He could have kept his work to himself. Instead, he mailed a couple of test tubes to Roger Tsien at the University of California and Martin Chalfie at Columbia University.
"It was more important to me to hand over the tool to other scientists with the funding than to have individual glory," Prasher told London's Daily Mail.
So how did he end up driving those nice folks in Alabama to and from Bill Penney's excellent and, no doubt, munificent Toyota dealership?
"After I gave up my work on the jellyfish, I eventually found another dream job, with the U.S. space program, but I was laid off in 2006 and I haven't been able to get another scientific position," Prasher said.
Prasher has three children and, apparently, had just taken out a large mortgage when he was laid off by NASA. But is it really possible that someone with so much evident ability can't get a more appropriate position in America's scientific community than helping to shift a Scion?

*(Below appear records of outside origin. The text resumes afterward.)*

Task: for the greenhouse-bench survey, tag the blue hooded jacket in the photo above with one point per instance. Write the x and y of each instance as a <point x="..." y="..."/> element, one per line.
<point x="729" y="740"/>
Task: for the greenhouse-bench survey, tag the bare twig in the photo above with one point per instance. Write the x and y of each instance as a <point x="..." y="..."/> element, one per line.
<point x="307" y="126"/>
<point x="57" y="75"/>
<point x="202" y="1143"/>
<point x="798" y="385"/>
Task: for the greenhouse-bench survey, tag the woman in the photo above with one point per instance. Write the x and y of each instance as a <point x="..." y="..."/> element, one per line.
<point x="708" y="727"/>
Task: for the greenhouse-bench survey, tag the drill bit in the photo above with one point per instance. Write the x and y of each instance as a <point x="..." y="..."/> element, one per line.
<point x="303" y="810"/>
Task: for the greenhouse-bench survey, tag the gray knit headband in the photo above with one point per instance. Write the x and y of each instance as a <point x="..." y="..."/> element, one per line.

It's not as if Chalfie and Tsien don't concede Prasher's role. Tsien even sent him an e-mail to apologize. But doesn't Prasher deserve something more than a little acknowledgment?
If this were a movie--and perhaps it will be--Chalfie and Tsien would visit Prasher and offer him a cut of the $1.5 million Nobel Prize.
And then, in the last scene, he would get another knock on his door--a new sponsor to finance his future research. That sponsor would be Toyota, wouldn't it?
You're going to tell me life isn't like the movies, right?